The Relying Party’s application system can use the service for customer authentication by means of a cloud Qualified Electronic Signature. For the purpose, the Relying Party’s application system sends to the service a predefined identifier (the user has to be registered with this identifier in the service) and an authentication request upon entry into the system. The customer receives on the mobile device a notification of the received request for entry in the relevant Relying Party’s application system and confirms the request by signing - by entering the PIN code of the respective cloud QES.
Via the user interface of the Relying Party’s application system, the Signatory selects one or more electronic documents for signing with a cloud QES. Irrespective of the mode of operation (hash or a whole document), when signing a single document or more electronic documents, the application system delivers the document(s) prepared for signing with instructions about the format, level and type of the electronic signature to the Cloud QES platform.
The Signatory receives on the mobile application a notification of a received request and respectively confirms the signing by entering the PIN code of the cloud QES certificate.
The services of providing a functionality of signing by a one-time/limited electronic signature require from the Relying Party to perform the role of a Local Registration Authority (LRA) of the trust service provider BORICA AD for the issuance of qualified electronic signature certificates. A requirement for issuing an electronic signature is the identification of the Signatory, immediately prior to the issuance of the certificate. The relations between BORICA AD and the Relying Party, as an LRA, are provided for in a Local Registration Authority Agreement dealing with the activities for identification of the Signatory and issuance of an electronic signature by the Relying Party.
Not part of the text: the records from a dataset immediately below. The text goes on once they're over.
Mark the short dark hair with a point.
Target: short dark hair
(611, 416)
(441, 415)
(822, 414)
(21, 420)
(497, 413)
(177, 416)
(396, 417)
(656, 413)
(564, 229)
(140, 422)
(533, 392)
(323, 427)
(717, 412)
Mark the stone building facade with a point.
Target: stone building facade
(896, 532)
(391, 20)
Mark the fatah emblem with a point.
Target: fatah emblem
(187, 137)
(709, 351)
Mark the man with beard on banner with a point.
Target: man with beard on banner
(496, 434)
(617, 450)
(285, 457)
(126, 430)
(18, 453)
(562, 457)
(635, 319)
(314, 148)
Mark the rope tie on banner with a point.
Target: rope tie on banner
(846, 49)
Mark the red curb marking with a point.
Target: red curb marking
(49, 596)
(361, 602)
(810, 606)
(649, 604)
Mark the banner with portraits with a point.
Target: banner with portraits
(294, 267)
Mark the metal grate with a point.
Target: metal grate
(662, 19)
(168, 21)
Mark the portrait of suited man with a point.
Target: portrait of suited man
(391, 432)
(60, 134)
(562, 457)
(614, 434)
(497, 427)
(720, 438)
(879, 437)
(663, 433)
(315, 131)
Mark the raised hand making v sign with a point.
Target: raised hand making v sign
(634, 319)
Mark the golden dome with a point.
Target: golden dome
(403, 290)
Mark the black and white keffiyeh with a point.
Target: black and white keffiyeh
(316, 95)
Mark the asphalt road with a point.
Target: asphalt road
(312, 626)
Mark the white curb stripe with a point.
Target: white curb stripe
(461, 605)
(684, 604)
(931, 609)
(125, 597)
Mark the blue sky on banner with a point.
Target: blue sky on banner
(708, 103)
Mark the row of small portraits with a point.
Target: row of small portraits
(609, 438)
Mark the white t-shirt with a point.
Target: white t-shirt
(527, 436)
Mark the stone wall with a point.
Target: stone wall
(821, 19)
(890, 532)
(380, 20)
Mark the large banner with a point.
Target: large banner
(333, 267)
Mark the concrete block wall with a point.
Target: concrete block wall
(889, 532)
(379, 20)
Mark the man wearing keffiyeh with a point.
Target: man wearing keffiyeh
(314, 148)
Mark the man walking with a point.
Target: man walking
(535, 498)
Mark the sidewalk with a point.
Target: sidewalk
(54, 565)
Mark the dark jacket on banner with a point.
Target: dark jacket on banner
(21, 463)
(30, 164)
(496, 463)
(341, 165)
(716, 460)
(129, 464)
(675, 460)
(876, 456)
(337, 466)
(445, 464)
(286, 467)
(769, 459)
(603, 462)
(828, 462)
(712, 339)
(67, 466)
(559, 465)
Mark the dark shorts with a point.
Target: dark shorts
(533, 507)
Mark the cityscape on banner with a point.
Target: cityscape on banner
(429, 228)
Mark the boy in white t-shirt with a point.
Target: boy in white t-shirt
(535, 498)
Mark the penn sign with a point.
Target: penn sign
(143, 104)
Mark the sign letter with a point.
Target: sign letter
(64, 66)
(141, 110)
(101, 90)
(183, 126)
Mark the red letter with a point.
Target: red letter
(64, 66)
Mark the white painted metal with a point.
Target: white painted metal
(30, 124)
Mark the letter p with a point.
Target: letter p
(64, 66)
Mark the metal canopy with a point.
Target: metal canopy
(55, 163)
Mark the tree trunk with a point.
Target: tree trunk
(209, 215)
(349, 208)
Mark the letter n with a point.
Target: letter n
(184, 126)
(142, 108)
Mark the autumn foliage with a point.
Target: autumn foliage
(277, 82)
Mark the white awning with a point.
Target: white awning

A one-time certificate may be issued and applied for signing documents, after using the Web identification service.
A one-time qualified certificate is a cloud qualified certificate of qualified electronic signature issued for a particular purpose. A one-time CQES is issued under the same terms and conditions as the standard qualified certificate of electronic signature. The certificate is issued to the person for the purpose of signing an electronic document with a qualified electronic signature. The certificate may not be used after the activity it was issued for has been completed, even though it may be completed before the expiry of the certificate’s validity. After the end of its validity term, the certificate automatically becomes null and void.
To confirm signing with a one-time CQES, a one-time password (OTP) code sent to the Signatory’ mobile phone is used.
The Relying Party’s application system can possibly use the service through an automated mechanism for signing documents without the need of their confirmation by a PIN code by the Signatory. For this purpose, the Relying Party sends a request for consent to the certificate holder. The Signatory confirms and signs the request electronically by entry of the PIN code of the certificate. Based on the consent request signed by the certificate holder, the Relying Party sends documents for automated signing with no need for them to be confirmed individually by the customer via the mobile application.